In his second Western of 1958, after "Saddle the Wind," Taylor again is a reformed outlaw who has deserted Widmark's gang, taking along the proceed from a bank robbery... Taylor becomes a highly respected marshal of a small New Mexico town... He discovers that his old gang leader Widmark faces hanging nearly on a murder charge... Since Taylor owes his companion an ancient favor, he decides to help him escape from jail, but lives to regret it... Widmark kidnaps Taylor and his sweetheart Patricia Owens and he and his four confederates (Robert Middleton; Henry Silva; DeForest Kelley and Burt Douglas) force them across the Sierras to a deserted ghost town where Taylor has hidden a buried loot... Taylor and Owens attempt to escape but Widmark drives them into the town to recover the money... The Comanches were there on their backs... A well-staged Indian raid follows plus the final showdown.. With good shots of the High Sierras and Death Valley, "Law and Jake Wade" is a good standard Western filled with irony dialog and sardonic humor, enjoyable throughout, but with no outstanding merits...

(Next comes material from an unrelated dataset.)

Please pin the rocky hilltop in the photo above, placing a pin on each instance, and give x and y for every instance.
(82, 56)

"The Law and Jake Wade" was made in 1958 and starred Robert Taylor as a former outlaw who gave up the life of crime and became Marshal Jake Wade. Taylor's character is chased by a former outlaw associate, Clint Hollister, eagerly portrayed by Richard Widmark, who returns with two intentions; first, to find the stolen bank money that Wade had hidden in a job they did together, and then kill Jake Wade for causing him so much trouble in the first place. The outlaw gang's portrayers are Henry Silva, Robert Middleton, Eddie Firestone, and before his days in "Star Trek" DeForest Kelley, and all set out to find the missing money. There is, however, some Comanche Indians on the warpath, and the trek where Taylor is leading them to is also in the territory controlled by the Indians. All the elements for a watchable western are included in this one, and the viewer can also take in some views of the western wildlands. A nice 7/10
Seems to me Widmark's character would have been money ahead to simply knock off another bank rather than go into injun country where the chances of dying were pretty high. However, this probably wouldn't have made any better of a film. Plenty of shooting, flying arrows, nasty killers, and as usual Widmark gives a stellar performance as a psychotic gunman intent on having his way no matter what.